TUCKAHOE, N.Y. Developers of a proposed 123-unit rental apartment complex will take the next step after the planning board voted 6-1 in favor of accepting the developers of Glenmark Properties' environmental impact statement.
Now that the planning board has accepted the statement, developers Glen Vetromile and Phil Raffiani will present floor plans and other details in order to win site plan approval for their project.
But the project, which according to plans, would be built on three vacant and overgrown lots located on the corner of Main Street and Midland Place, does not have the support of many community members and at least one planning board member.
Trustee Melba Caliano voted against accepting the environmental impact statement.
Caliano said the board was behaving inconsistently, sending much smaller projects back to the zoning board of appeals when significant changes in the original proposal were made.
Caliano also explained she felt the number of modifications to the original proposal should have prompted the planning board to send the proposal back to the zoning board for another look.
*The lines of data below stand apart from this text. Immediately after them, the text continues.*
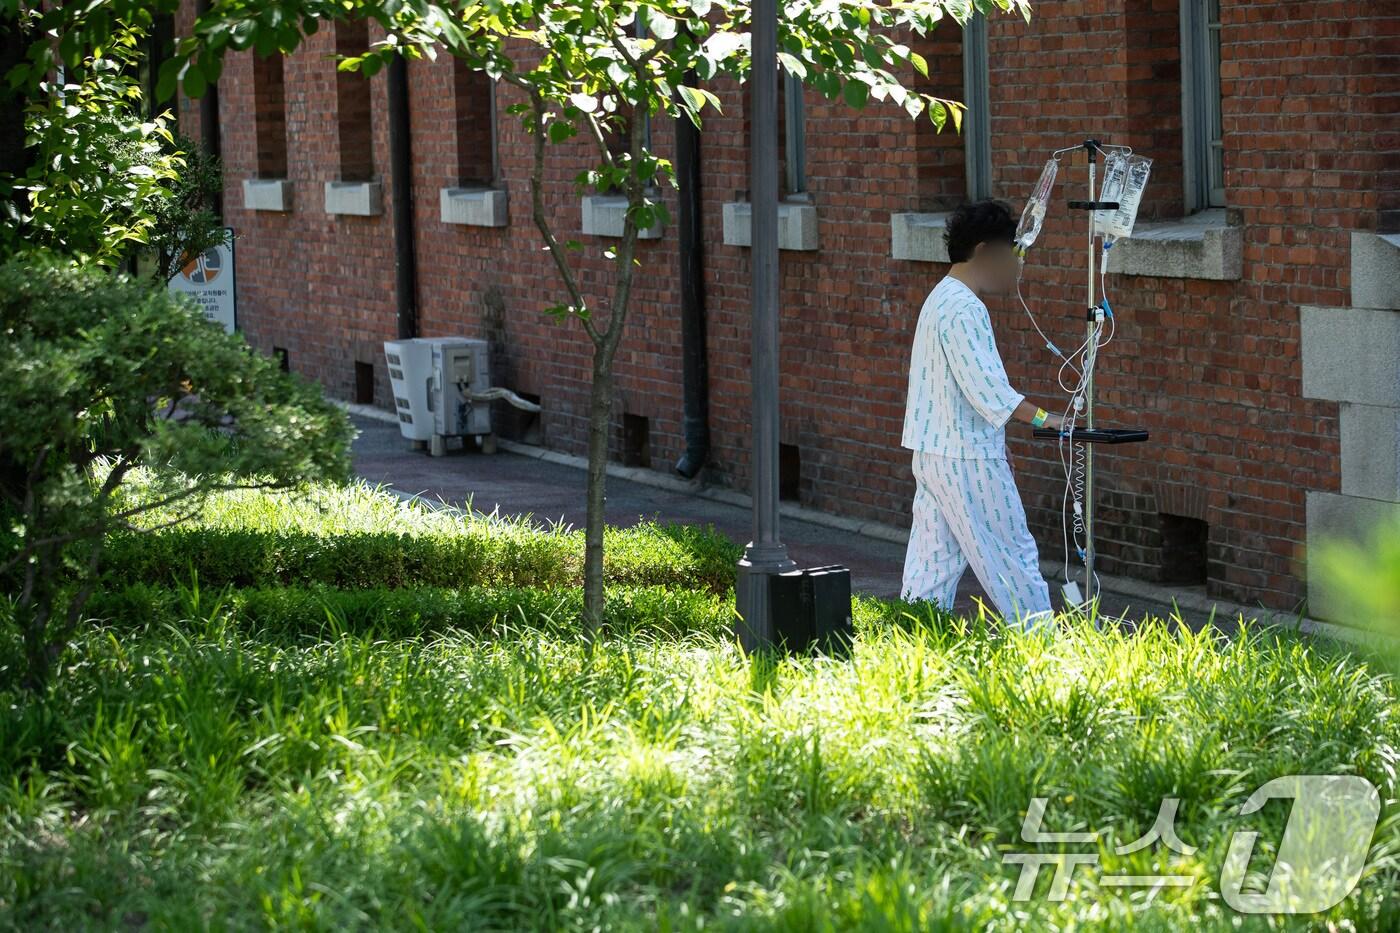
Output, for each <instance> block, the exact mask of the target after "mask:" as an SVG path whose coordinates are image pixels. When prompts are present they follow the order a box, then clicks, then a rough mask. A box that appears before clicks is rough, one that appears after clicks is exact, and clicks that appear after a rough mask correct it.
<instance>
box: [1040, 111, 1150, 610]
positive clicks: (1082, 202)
mask: <svg viewBox="0 0 1400 933" xmlns="http://www.w3.org/2000/svg"><path fill="white" fill-rule="evenodd" d="M1072 148H1081V147H1078V146H1075V147H1072ZM1082 148H1084V158H1085V163H1086V164H1088V170H1089V198H1088V199H1086V200H1070V202H1068V207H1070V209H1071V210H1084V212H1088V214H1089V238H1088V251H1089V276H1088V284H1089V294H1088V301H1086V304H1085V307H1086V318H1088V324H1086V328H1088V342H1086V356H1085V364H1084V427H1078V426H1075V427H1074V429H1072V430H1071V431H1070V443H1071V444H1082V445H1084V552H1082V556H1084V595H1085V597H1086V598H1089V600H1093V598H1095V597H1096V595H1098V586H1096V576H1095V573H1093V559H1095V548H1093V445H1095V444H1127V443H1138V441H1145V440H1147V438H1148V433H1147V431H1144V430H1128V429H1098V427H1095V423H1093V366H1095V363H1096V361H1098V336H1096V335H1098V329H1099V328H1100V326H1102V324H1103V317H1105V308H1103V304H1102V303H1100V301H1099V300H1098V298H1096V297H1095V272H1096V269H1095V262H1096V258H1098V254H1096V251H1095V242H1093V241H1095V235H1096V234H1098V231H1096V228H1095V217H1096V212H1100V210H1113V212H1116V210H1119V206H1120V205H1119V202H1116V200H1095V196H1096V193H1098V188H1096V185H1095V182H1096V179H1095V172H1096V168H1098V157H1099V154H1100V153H1103V148H1102V147H1100V146H1099V140H1096V139H1086V140H1084V144H1082ZM1061 151H1071V150H1061ZM1058 154H1060V153H1056V155H1058ZM1033 436H1035V437H1043V438H1057V440H1058V438H1061V431H1058V430H1056V429H1053V427H1037V429H1035V431H1033Z"/></svg>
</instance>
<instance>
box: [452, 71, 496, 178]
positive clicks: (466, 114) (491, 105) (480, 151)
mask: <svg viewBox="0 0 1400 933" xmlns="http://www.w3.org/2000/svg"><path fill="white" fill-rule="evenodd" d="M452 84H454V88H452V90H454V94H455V98H456V175H458V184H461V185H473V186H475V185H480V186H490V185H493V184H496V179H497V177H498V154H497V143H496V81H493V80H491V76H489V74H487V73H486V71H477V70H476V69H472V67H469V66H468V64H465V63H463V62H462V60H461V59H452Z"/></svg>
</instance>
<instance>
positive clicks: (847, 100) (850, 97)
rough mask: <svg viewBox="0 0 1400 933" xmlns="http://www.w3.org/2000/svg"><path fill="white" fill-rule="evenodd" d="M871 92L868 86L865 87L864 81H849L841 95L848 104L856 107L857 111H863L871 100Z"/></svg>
mask: <svg viewBox="0 0 1400 933" xmlns="http://www.w3.org/2000/svg"><path fill="white" fill-rule="evenodd" d="M869 92H871V90H869V87H868V85H865V84H864V83H862V81H854V80H853V81H847V83H846V87H843V88H841V95H843V97H844V98H846V102H847V104H850V105H851V106H854V108H855V109H862V108H864V106H865V101H867V99H868V98H869Z"/></svg>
"I have never been against the building," Caliano said. "But there were too many changes from the original plan."
Caliano was referring to the mixed use variance Raffiani was granted about three years ago. At that time the zoning board had approved construction of a three building project that would house 88 residential condominium units, comprised of studio, one bedroom, two bedroom and three bedroom units and 18,000 square feet of commercial space. The space was zoned for commercial use only at the time.
After the economy took a downturn, Raffiani teamed up with Vetromile, of Glenmark Properties, and reconfigured the project several times but settled on the construction of 123 one and two bedroom units and 1,800 square feet of commercial space instead.
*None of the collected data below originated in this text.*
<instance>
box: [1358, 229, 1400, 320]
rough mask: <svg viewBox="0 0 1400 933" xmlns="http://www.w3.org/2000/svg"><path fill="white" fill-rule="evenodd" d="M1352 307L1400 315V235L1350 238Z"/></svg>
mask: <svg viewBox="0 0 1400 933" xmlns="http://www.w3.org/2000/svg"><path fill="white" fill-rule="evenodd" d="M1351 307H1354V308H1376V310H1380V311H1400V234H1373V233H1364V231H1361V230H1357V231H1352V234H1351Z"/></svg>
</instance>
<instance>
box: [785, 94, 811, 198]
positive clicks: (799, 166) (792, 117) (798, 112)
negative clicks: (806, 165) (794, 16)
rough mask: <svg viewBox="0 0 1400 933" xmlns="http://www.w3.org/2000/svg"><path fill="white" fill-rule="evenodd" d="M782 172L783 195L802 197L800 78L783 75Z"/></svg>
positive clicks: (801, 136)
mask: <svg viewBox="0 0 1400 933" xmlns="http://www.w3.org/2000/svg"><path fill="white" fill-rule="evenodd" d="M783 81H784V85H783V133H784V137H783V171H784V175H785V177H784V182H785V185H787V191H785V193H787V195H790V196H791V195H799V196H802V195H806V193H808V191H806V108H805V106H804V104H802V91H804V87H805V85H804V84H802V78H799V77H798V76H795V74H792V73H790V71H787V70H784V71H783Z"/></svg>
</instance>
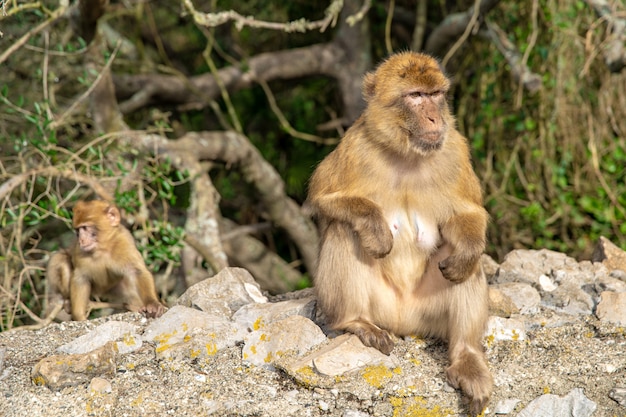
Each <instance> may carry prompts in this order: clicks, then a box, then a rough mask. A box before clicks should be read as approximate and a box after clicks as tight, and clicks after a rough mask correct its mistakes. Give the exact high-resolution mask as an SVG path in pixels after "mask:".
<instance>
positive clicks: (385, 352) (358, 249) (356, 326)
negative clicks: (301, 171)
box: [315, 222, 394, 355]
mask: <svg viewBox="0 0 626 417" xmlns="http://www.w3.org/2000/svg"><path fill="white" fill-rule="evenodd" d="M364 252H365V251H364V250H363V248H362V247H361V244H360V242H359V241H358V237H357V236H355V234H354V233H353V232H352V230H351V229H350V227H349V226H348V225H346V224H345V223H340V222H333V223H331V224H330V225H329V226H328V228H327V229H326V232H325V234H324V236H323V239H322V244H321V247H320V256H319V261H318V268H317V273H316V276H315V290H316V292H317V296H318V304H319V306H320V308H321V310H322V311H323V312H324V314H325V315H326V317H327V318H328V320H329V324H330V326H331V327H332V328H333V329H336V330H345V331H348V332H350V333H354V334H355V335H357V336H358V337H359V339H361V341H362V342H363V344H364V345H366V346H371V347H373V348H376V349H378V350H380V351H381V352H383V353H384V354H387V355H388V354H389V353H390V352H391V350H392V349H393V345H394V343H393V341H392V339H391V336H390V335H389V333H388V332H387V331H386V330H383V329H381V328H380V327H378V326H376V325H375V324H374V321H373V319H372V317H376V312H375V311H373V308H378V307H379V306H380V303H376V302H373V300H375V299H376V298H377V297H381V295H383V294H384V293H385V292H386V291H388V290H386V289H385V288H381V287H384V285H385V284H384V282H383V279H382V277H380V276H378V275H379V273H378V272H377V268H376V261H375V260H374V259H373V258H372V257H371V256H366V255H365V253H364ZM381 293H382V294H381ZM383 296H384V295H383Z"/></svg>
"When does a proposal become a new project as opposed to being a modification?" Caliano asked. "I think a project that adds almost a third more units is more than just a modification, it's a whole new project."
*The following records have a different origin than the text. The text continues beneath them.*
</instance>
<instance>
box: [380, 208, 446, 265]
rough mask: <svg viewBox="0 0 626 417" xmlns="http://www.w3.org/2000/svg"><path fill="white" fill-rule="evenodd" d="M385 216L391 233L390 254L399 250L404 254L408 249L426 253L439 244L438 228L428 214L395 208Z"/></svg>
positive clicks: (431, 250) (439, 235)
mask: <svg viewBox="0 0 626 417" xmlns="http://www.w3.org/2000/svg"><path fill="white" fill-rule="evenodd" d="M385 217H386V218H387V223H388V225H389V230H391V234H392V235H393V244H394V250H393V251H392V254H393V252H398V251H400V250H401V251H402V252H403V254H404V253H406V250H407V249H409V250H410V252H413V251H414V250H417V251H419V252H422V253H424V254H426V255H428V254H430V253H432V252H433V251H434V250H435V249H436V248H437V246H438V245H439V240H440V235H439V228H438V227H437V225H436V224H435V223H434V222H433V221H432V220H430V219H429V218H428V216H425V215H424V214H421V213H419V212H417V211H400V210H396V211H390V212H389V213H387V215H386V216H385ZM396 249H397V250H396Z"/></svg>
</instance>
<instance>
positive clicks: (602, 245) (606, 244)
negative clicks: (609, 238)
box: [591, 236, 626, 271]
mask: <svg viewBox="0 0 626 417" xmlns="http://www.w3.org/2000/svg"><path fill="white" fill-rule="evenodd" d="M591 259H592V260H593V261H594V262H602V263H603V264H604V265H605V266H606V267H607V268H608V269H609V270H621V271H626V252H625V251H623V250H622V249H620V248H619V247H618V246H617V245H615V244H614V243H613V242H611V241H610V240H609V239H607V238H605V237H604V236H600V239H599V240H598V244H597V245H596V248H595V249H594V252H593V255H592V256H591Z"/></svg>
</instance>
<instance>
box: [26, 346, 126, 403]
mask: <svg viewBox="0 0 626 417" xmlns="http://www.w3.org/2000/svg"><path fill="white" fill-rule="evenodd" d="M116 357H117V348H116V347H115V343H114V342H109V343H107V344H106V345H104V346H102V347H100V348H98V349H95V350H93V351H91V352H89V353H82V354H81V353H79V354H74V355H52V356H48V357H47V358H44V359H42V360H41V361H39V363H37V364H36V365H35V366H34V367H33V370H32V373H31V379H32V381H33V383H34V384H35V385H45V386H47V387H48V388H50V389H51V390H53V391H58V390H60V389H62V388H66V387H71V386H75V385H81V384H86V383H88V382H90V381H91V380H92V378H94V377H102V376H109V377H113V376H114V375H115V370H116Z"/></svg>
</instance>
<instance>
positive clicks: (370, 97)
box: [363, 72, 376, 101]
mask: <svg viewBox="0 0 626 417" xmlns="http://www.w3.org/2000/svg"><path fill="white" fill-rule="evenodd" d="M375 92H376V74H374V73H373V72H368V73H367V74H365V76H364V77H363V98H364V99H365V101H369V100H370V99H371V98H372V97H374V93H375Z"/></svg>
Eastchester resident Joe Pregiato, who lives in the Tuckahoe School District is one of many residents who opposes the project. Pregiato has gathered letters from residents against the project including one from Dr. Julio Urbina, president of the Tuckahoe Board of Education
Urbina said a study funded by the school district indicated the rental property would cause a significant, and costly increase in the number of kids attending Tuckahoe schools with a projected increase of up to 40 new students. But the developers study indicated that only a small increase, around nine new students, would result from the expanded project.
Planning Board Chair AnnMarie Ciarmella called the study by the board of education "flawed" because it included enrollment projections that included private homes, as well as those from the rental property -- as opposed to the one funded by the developer that only factored in children from condos, coops and rental units.
Pointing to two specials hearings held during the month of August, Ciarmella said she believes members of the community had ample time to voice their opinion on the project.
"We have given everyone an opportunity to speak and the police, the department of public works, the tax assessor and the fire chief said that there would be no negative impact on the village," Ciarmella said.
Still, Tuckahoe resident Antoinetee Martino did not feel she was heard by the planning board.
"We raised many issues -- not just the impact the project would have on our schools -- and they were ignored," she said.
Eastchester resident Stephen Pagnotta said that any project that would increase the population of the village by close to 5 percent should be closely examined.
"I think that the way the board behaved tonight is very discouraging," he said. "The community's voice was not heard."
The planning board will meet again on Sept. 6 for a work session to be held at Village Hall.